If you want to get healthier, give thanks. Thanksgiving is all about celebrating what you are grateful for, and nothing says Thanksgiving more than pumpkin pie. In the yoga tradition, Sun Salutations are a practice of expressing gratitude to the sun. I teach Sun Salutations in nearly all of my yoga classes to connect with that ancient tradition of giving thanks. Each movement is connected with a sanskrit mantra that expresses gratitude for the sun’s warmth, light and ability to transform. These ancient yogis were on to something, as modern day science has proven that an attitude of gratitude can give you an immunity boost, decrease stress in the body, and make you more likely to have better health habits such as eating right and exercising.
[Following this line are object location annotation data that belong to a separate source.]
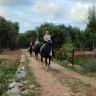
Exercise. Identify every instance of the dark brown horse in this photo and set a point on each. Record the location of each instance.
(47, 54)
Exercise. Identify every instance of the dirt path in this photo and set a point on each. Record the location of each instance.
(50, 86)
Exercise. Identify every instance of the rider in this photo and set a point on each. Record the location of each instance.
(36, 43)
(47, 39)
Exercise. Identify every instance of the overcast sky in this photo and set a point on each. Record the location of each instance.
(32, 13)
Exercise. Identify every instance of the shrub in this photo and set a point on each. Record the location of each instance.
(7, 71)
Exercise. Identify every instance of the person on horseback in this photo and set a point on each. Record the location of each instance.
(30, 49)
(47, 39)
(36, 43)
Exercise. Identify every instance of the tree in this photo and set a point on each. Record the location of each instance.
(91, 26)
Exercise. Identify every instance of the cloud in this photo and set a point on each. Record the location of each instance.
(79, 11)
(15, 2)
(49, 9)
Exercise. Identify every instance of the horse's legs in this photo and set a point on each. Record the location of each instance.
(41, 59)
(30, 54)
(46, 61)
(46, 64)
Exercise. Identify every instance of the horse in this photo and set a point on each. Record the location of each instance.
(36, 49)
(47, 54)
(30, 50)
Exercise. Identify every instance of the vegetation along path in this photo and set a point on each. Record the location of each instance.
(59, 81)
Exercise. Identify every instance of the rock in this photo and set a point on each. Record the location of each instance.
(69, 64)
(15, 84)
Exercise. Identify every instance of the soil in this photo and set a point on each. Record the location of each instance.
(60, 81)
(57, 80)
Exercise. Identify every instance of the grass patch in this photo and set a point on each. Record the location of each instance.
(85, 73)
(31, 81)
(7, 71)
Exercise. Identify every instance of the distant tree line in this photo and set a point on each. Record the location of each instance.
(61, 35)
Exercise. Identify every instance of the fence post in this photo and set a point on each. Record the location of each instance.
(73, 56)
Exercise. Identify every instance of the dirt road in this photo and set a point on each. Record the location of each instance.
(58, 81)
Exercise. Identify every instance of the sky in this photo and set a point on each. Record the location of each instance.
(33, 13)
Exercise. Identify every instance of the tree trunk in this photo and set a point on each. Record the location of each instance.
(93, 50)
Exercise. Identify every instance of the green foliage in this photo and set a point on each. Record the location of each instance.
(8, 33)
(78, 61)
(91, 26)
(7, 70)
(68, 46)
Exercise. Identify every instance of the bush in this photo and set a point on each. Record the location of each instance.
(7, 71)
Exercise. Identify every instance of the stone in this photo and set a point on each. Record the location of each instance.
(14, 91)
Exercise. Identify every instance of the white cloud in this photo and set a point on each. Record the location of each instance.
(78, 13)
(15, 2)
(50, 10)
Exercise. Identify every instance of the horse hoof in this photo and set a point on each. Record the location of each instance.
(47, 68)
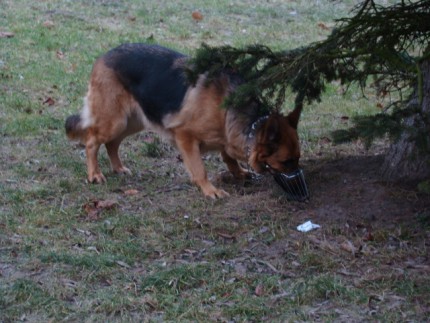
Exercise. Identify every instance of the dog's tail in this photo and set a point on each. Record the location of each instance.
(74, 128)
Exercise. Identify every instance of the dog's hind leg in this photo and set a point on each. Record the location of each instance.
(112, 148)
(92, 147)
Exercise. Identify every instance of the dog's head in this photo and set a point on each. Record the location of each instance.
(277, 146)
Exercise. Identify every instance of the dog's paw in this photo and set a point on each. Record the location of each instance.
(97, 179)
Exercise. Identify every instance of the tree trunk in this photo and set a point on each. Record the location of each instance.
(405, 160)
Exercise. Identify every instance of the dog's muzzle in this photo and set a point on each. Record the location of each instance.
(294, 184)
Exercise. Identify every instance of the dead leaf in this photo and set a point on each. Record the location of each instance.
(197, 16)
(349, 247)
(226, 236)
(259, 290)
(106, 204)
(122, 264)
(323, 26)
(48, 24)
(131, 192)
(94, 208)
(49, 101)
(60, 54)
(6, 34)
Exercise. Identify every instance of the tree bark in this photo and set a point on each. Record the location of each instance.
(405, 161)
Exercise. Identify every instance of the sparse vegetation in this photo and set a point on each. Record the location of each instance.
(149, 247)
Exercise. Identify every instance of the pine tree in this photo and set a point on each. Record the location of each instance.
(386, 48)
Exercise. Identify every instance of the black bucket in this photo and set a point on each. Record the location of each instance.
(294, 185)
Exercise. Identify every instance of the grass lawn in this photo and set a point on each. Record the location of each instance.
(150, 247)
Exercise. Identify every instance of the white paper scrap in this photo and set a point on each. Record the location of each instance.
(307, 226)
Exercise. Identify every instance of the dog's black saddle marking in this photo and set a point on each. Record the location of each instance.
(154, 76)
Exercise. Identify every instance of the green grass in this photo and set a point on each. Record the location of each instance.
(165, 253)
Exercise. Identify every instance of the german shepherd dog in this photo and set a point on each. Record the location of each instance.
(140, 86)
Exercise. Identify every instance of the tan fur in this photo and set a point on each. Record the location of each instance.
(111, 114)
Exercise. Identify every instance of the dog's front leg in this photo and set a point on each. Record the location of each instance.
(190, 151)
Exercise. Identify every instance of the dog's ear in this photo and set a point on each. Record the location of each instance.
(294, 116)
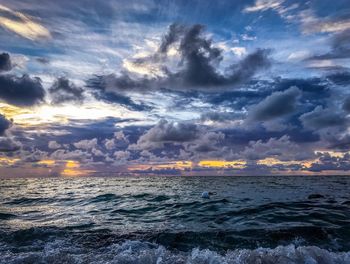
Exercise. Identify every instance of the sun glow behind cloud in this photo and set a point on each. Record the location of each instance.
(22, 25)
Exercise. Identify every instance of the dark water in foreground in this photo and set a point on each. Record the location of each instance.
(165, 220)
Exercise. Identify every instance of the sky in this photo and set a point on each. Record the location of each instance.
(174, 87)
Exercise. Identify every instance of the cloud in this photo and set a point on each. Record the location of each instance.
(263, 5)
(9, 144)
(64, 91)
(166, 132)
(21, 91)
(5, 62)
(282, 149)
(346, 105)
(54, 145)
(322, 118)
(340, 47)
(340, 78)
(86, 144)
(327, 162)
(4, 124)
(197, 67)
(100, 87)
(22, 24)
(276, 105)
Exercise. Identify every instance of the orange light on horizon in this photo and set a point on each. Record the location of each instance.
(235, 164)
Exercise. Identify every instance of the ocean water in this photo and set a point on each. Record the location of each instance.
(165, 220)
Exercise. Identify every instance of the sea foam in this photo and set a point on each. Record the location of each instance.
(61, 251)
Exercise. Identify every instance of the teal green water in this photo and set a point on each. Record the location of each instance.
(165, 220)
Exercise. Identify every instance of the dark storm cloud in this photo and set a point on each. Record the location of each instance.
(340, 78)
(165, 131)
(199, 60)
(346, 105)
(220, 116)
(340, 47)
(328, 162)
(99, 87)
(282, 148)
(5, 62)
(276, 105)
(321, 118)
(21, 91)
(4, 124)
(64, 91)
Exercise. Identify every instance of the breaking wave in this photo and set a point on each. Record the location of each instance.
(133, 251)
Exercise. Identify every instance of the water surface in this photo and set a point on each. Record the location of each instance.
(165, 220)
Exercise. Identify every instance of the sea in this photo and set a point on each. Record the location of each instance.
(277, 219)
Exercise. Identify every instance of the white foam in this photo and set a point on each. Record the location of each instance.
(61, 251)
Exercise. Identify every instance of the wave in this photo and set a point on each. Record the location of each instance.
(133, 251)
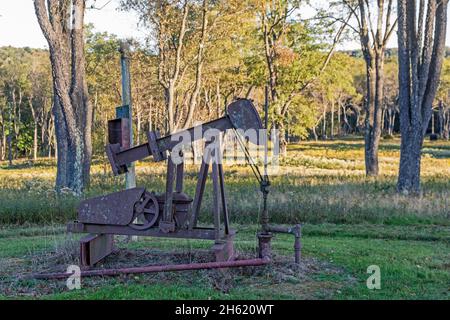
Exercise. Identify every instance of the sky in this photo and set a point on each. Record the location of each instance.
(19, 26)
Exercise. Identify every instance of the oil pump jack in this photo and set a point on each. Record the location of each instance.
(172, 214)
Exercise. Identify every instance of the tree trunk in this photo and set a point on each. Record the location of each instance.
(332, 121)
(62, 26)
(373, 120)
(419, 73)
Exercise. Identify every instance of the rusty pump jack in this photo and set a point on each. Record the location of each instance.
(172, 214)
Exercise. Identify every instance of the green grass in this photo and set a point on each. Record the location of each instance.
(410, 269)
(350, 222)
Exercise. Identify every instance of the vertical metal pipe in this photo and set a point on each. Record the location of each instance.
(130, 179)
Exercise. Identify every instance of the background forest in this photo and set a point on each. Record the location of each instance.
(321, 91)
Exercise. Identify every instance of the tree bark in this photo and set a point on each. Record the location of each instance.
(62, 25)
(420, 67)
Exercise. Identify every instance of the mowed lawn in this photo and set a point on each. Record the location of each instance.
(349, 223)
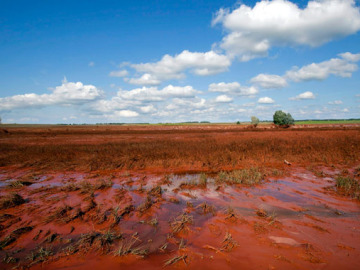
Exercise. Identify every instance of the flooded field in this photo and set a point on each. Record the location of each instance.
(240, 212)
(79, 221)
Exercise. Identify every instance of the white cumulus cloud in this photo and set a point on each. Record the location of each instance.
(154, 94)
(305, 95)
(265, 100)
(341, 67)
(233, 88)
(145, 79)
(336, 102)
(119, 73)
(252, 31)
(223, 99)
(173, 67)
(66, 93)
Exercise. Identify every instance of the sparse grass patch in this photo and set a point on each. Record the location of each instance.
(228, 243)
(249, 177)
(348, 186)
(40, 255)
(176, 259)
(11, 200)
(181, 223)
(207, 208)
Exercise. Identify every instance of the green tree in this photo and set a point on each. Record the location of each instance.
(283, 119)
(254, 121)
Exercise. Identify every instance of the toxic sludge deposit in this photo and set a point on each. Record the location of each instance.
(191, 211)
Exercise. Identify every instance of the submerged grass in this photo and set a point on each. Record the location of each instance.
(249, 177)
(11, 200)
(348, 186)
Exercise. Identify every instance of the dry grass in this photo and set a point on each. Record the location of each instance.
(247, 177)
(348, 186)
(206, 150)
(11, 200)
(181, 223)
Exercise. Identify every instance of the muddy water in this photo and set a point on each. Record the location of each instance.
(295, 222)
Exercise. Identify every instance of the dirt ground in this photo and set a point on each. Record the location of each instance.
(192, 197)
Read more about the physiological benefits of gratitude here.
1 can (15 ounces) organic pumpkin puree
1 can (14 ounces) organic Sweetened condensed milk
2 large free range eggs
1 tablespoon pumpkin pie spice* (or use 1 part ground clove, 2 parts ground ginger, and 4 parts ground cinnamon)
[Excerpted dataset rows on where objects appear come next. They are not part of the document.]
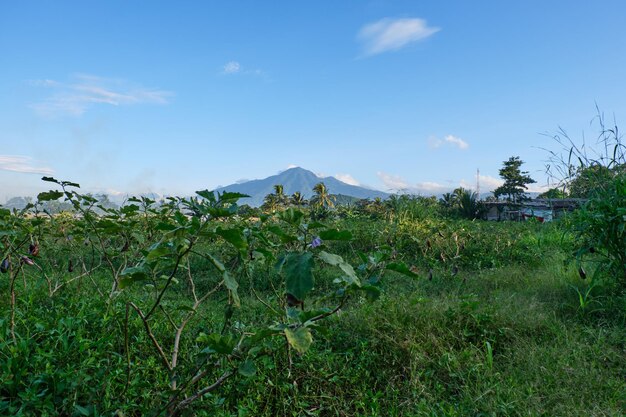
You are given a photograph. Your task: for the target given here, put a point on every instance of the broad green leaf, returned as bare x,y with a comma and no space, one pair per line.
331,234
209,195
371,292
129,209
217,343
83,411
49,195
247,368
131,275
336,260
232,286
300,339
284,237
401,268
291,216
156,251
298,268
234,237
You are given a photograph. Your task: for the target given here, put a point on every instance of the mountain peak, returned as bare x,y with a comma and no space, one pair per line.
297,179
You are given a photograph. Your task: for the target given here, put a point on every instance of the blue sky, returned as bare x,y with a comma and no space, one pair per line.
171,97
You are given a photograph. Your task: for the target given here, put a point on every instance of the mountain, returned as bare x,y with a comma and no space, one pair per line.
297,179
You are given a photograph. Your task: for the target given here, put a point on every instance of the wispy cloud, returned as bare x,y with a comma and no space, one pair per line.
393,182
85,91
348,179
393,34
234,67
455,141
486,182
24,164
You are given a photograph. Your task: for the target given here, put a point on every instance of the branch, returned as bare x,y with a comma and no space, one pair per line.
146,325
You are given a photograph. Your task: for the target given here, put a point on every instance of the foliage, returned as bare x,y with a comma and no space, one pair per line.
553,193
201,307
515,180
596,173
462,203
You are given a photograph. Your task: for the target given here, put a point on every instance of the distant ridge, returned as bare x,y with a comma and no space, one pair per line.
297,179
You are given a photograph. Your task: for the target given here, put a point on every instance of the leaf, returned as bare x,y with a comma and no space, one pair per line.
336,260
298,268
300,339
291,216
332,234
132,274
83,411
209,195
284,237
247,368
217,343
49,195
402,269
234,237
157,250
371,292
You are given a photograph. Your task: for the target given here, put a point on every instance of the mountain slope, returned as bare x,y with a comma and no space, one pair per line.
297,179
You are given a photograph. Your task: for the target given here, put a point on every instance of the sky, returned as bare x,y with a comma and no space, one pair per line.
414,96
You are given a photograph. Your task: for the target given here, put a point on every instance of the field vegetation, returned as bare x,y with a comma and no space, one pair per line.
406,307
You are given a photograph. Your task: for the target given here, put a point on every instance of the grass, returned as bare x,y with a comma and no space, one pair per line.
508,341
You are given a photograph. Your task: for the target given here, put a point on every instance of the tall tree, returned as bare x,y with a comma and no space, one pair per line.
515,181
297,199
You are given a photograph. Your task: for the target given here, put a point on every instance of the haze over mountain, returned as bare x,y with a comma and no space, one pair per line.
297,179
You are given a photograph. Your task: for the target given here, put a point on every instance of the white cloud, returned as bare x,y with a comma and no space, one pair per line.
393,182
435,142
231,67
234,67
348,179
24,164
85,91
486,182
393,34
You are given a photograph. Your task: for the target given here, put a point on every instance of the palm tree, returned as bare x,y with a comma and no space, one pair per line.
279,192
468,204
321,197
297,199
270,203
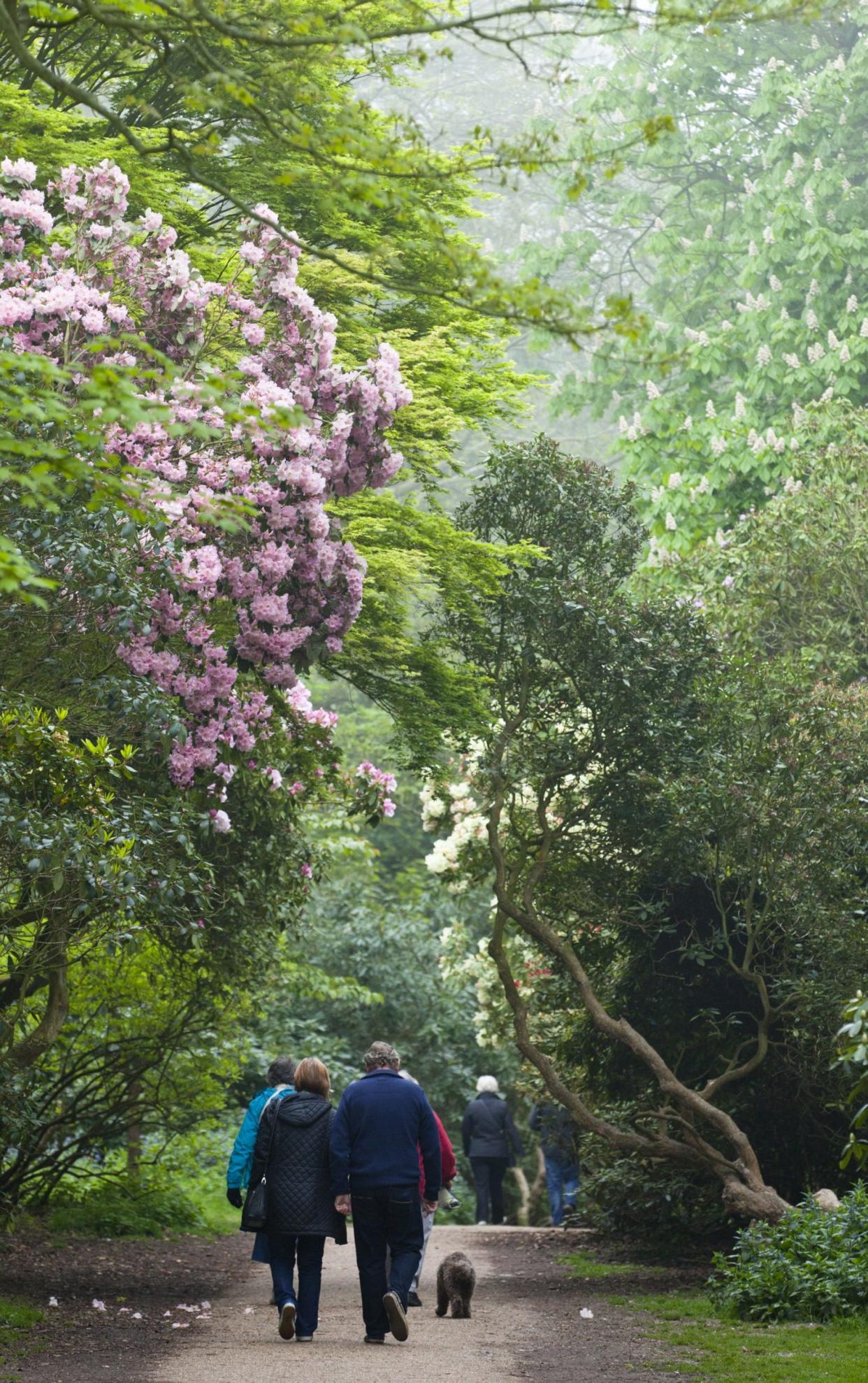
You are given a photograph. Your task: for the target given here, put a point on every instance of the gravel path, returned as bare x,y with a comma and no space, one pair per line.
526,1324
1 tablespoon ground cinnamon
½ teaspoon salt
2 sticks (½ pound) organic unsalted butter or Earth Balance vegan buttery sticks
¾ cups organic granulated sugar*
1 large free range egg
1 teaspoon vanilla
1 ⅔ cups white rice flour
¾ cup cornstarch
⅔ cup potato starch (not potato flour)
1 teaspoon salt
½ teaspoon xanthan gum
ALLOW all ingredients to come to room temperature.
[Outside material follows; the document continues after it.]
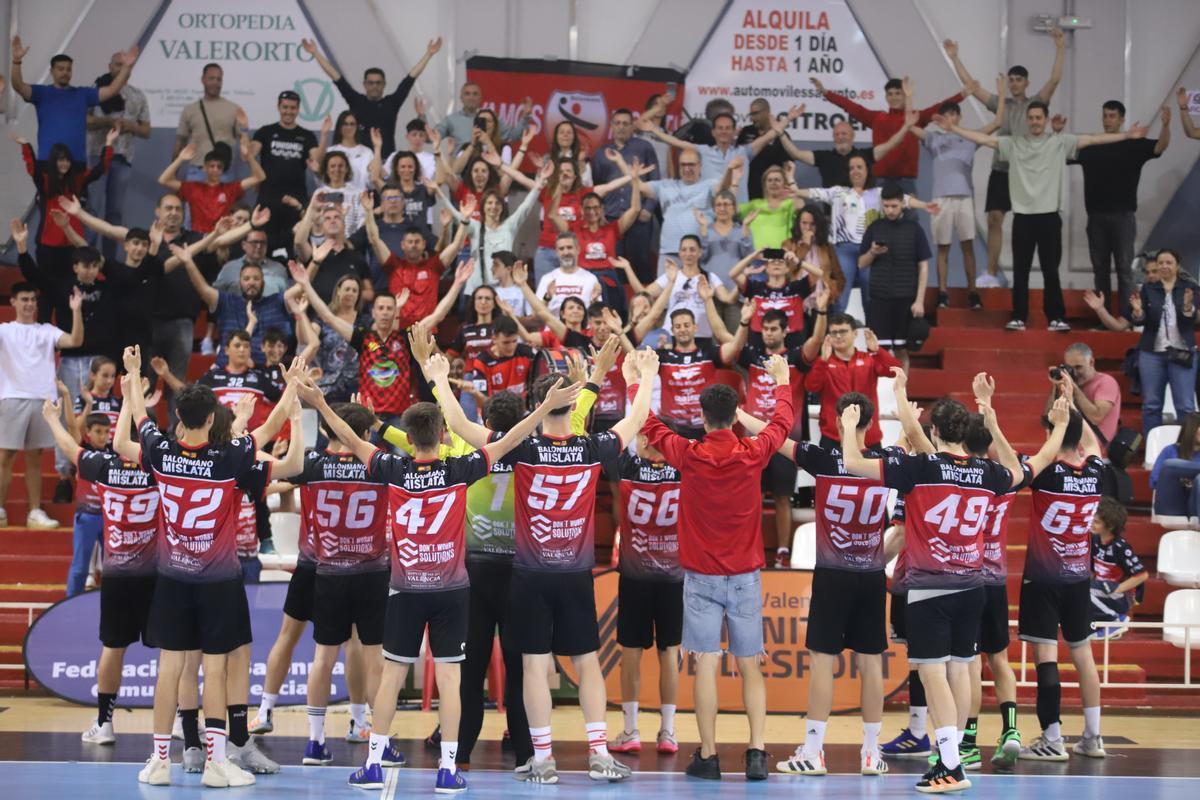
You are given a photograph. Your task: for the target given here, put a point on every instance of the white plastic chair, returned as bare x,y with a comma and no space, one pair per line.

PREHEAT oven to 350 degrees.
Cream butter and sugar on medium speed until light and fluffy. Scrape the sides of the bowl with a spatula. Add egg and mix for 1 minute. Add vanilla, scrape the sides of the bowl.
In a separate bowl, combine the flour, cornstarch, salt, potato starch and xanthan gum. Slowly add ½ of the flour mix to the butter mixture and mix for 1 minute. Add the remaining flour to the mixture and mix until all of the ingredients are combined.
Grease or butter a 9” pie dish, taking care to thoroughly grease the sides to prevent sticking. Press the crust mixture into the dish working from the inside out, creating an even ¼ inch thick crust. You will have leftover crust to use to decorate the top of your pie. Use the leftover crust like cookie dough and cut out festive leave shapes and bake separately on a cookie sheet for 8-10 minutes.
BAKE the empty pie crust for 8 minutes using a pie crust protector or foil to protect the edges from over baking. If you use foil, create a ring around the top of the crust. Meanwhile, begin making the filing for the pie.
MIX cinnamon, salt and pumpkin pie spice in small bowl, set aside. Beat eggs in large bowl. Stir in pumpkin and spice mixture. Gradually stir in sweetened condensed milk. Slowly pour the filling mix into the pie crust. Reposition the pie crust protector and bake for 40 to 50 minutes or until knife inserted near center comes out clean. Cool on wire rack for 2 hours. Decorate with pie crust cutouts to create a standout pie. Serve immediately or refrigerate.